Microplastics are common pollutants that can be found everywhere: in the food we eat, in the air we breath, in the Sahara Desert, and in deep oceans. A common way to study microplastics is to collect water/soil/sediment samples in the environment and analyze them in the lab, but this method comes with complications.
To quantify microplastic particles, specifically identifying the pieces of microplastic particles present, it is important to do so in a sample. However, this process is very slow as it requires manually counting particles one by one under a microscope. Automatic quantification methods do exist, but they are also slow and require expensive equipment and expertise to run them. In a project funded by CECSeed, PhD student Shuyao Tan (ChemE) studies Efficient Prediction of Microplastic Counts from Mass Measurements. Tan’s research aims to find an alternative microplastic quantification method that is overall fast, cheap and easy to use with minimal knowledge.

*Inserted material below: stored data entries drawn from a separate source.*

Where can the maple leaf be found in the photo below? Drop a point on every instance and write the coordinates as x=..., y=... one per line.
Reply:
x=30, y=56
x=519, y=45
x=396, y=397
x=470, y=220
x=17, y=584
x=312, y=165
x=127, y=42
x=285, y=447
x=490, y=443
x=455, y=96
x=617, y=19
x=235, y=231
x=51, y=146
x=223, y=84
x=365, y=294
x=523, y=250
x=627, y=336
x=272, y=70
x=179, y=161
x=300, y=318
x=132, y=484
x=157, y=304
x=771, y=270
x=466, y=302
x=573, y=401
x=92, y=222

Tan’s collaborative research with fellow PhD student Kelsey Smyth (CivMin), Professors Elodie Passeport (ChemE, CivMin) and Joshua Taylor (ECE) was published in ACS ES&T Water in January 2020 focuses on developing an efficient, simple and affordable microplastic quantification method. Tan’s use of regression algorithms makes her research innovative. These algorithms are essential in predicting the number of microplastic particles in a sample solely based on simple measurable parameters such as the total weight of the sample. This method is accurate, fast and efficient as it only involves standard equipment, which includes balance, an oven and computer. Using standard equipment, this method can make hundreds of predictions within seconds and achieves lower levels of errors than one would see via manual sorting.
Tan is hoping to create more opportunities and encourage people to participate in microplastic studies. Simply attaching a metal filter to a tap and detaching it once a year can help predict the number of microplastics on the filter.
“By creating opportunities to involve more people in microplastic studies, we hope to provide valuable information for microplastic source identification and transportation studies, and contribute to reducing microplastics,” says Tan.